[Proposal] Unified Gateway Container: Consolidate Router and Policy Engine into a Single Container #939

renuka-fernando · 2026-02-05T03:12:02Z

renuka-fernando
Feb 5, 2026
Collaborator

Summary

Merge the Router (Envoy-based) and Policy Engine (Go) containers into a single container running two processes
Use tini as PID 1 init process with a bash entrypoint script managing both processes
Log tagging via process substitution ([rtr] / [pol]) to distinguish output — or skip prefixes entirely (see Alternative 1)
Container exits when either process dies, delegating restart to the orchestrator (Kubernetes/Docker)
Replace inter-container TCP networking with Unix Domain Socket (UDS) for Router ↔ Policy Engine gRPC communication

Motivation

The gateway should be a single Docker image for users — currently Router and Policy Engine are separate images, requiring users to manage two images, two tags, and two versions
Using UDS for Router ↔ Policy Engine gRPC communication within the same container improves performance compared to inter-container TCP networking

Proposal

Run both Router and Policy Engine as child processes under a single container with tini as PID 1
Use a bash entrypoint script that starts both processes in the background and exits when either one dies
Implement log tagging using bash process substitution to prefix output lines with [rtr] or [pol]
Accept the loss of resource isolation as a deliberate trade-off that aligns with the actual failure model
Rely on orchestrator (Kubernetes, Docker Compose, Docker) for container restarts rather than in-container process supervision
Use Unix Domain Socket (UDS) for Router ↔ Policy Engine gRPC communication instead of TCP

The unified container simplifies deployment while reducing latency. Note: The ext_proc gRPC communication between Router and Policy Engine cannot be eliminated — Envoy must call the Policy Engine for every request. What changes is the transport: UDS within the same container replaces TCP over container networking. Since Router depends entirely on Policy Engine for request processing, treating them as an atomic deployment unit reflects their operational coupling.
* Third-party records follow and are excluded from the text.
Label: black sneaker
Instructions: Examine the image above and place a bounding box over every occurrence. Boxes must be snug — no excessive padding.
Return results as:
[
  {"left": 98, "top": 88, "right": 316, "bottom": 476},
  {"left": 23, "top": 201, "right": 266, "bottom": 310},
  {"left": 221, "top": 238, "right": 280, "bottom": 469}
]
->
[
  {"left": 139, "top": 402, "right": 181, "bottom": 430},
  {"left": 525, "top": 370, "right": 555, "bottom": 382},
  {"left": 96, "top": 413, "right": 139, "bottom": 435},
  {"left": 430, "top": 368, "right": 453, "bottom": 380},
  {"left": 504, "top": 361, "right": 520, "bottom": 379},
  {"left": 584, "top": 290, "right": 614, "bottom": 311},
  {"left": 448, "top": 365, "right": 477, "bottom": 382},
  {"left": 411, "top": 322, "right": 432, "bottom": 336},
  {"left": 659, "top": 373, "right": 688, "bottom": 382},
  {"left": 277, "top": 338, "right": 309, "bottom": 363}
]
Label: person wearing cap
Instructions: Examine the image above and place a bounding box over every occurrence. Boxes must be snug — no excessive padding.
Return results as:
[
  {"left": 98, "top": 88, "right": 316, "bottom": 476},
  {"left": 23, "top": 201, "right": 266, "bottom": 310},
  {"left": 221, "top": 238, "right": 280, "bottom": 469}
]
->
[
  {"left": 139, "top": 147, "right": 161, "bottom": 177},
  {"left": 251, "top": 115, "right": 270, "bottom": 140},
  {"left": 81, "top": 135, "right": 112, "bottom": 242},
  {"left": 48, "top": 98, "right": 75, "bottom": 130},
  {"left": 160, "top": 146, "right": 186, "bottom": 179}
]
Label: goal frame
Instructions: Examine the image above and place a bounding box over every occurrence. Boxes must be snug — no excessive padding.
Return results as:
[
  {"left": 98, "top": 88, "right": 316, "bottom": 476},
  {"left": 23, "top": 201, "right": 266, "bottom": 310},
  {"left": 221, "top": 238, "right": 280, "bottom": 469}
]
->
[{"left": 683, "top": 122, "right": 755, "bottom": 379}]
The entrypoint script handles process lifecycle and signal propagation correctly using tini for proper signal handling and zombie reaping.

Changes Required

Gateway: Dockerfile - Create unified image containing both Router (Envoy) and Policy Engine binaries
Gateway: docker-entrypoint.sh - New entrypoint script to launch and monitor both processes
Gateway: Base image - Add tini as init process (many base images include it, or install via package manager)
Gateway-Controller: pkg/config/config.go - Add UDS socket path option to PolicyEngineConfig (alternative to host:port)
Gateway-Controller: pkg/xds/translator.go - Update createPolicyEngineCluster() to use core.Address_Pipe when UDS is configured
Policy Engine: Update gRPC server to listen on UDS (/var/run/policy-engine.sock) instead of TCP port
Build: Makefile - Update build targets to produce single unified gateway image
Distribution: docker-compose.yaml - Replace separate router and policy-engine services with single gateway service
Helm Chart: Update chart to define a single gateway deployment instead of separate router and policy-engine deployments; remove inter-service networking, update resource limits, and adjust probes
Integration Tests: Update gateway/it/docker-compose.test.yaml to use unified gateway image; adjust test steps that target policy-engine container directly (e.g., admin endpoint on port 9002, metrics on port 9003)
Documentation: Update deployment guides to reflect single-container architecture

Process Architecture

The unified container uses this process tree:

tini  (PID 1)
  |-- docker-entrypoint.sh
        |-- Router
        |-- Policy Engine

Signal handling across three layers:

Layer	Responsibility
`tini` at PID 1	Catches SIGTERM/SIGINT from docker stop, k8s pod termination, or OOM kills and forwards to children. Reaps zombie processes. Preserves exit codes.
Entrypoint script	Runs both processes in background. Handles two shutdown flows: (A) one process crashes — entrypoint SIGTERMs the survivor with a timeout, then SIGKILLs if needed; (B) external SIGTERM from orchestrator — both processes already received SIGTERM via tini, entrypoint just waits and lets the orchestrator enforce its own timeout.
Exit code propagation	Entrypoint passes exit code through. Exit 137 = OOM kill. Exit 143 = normal SIGTERM shutdown.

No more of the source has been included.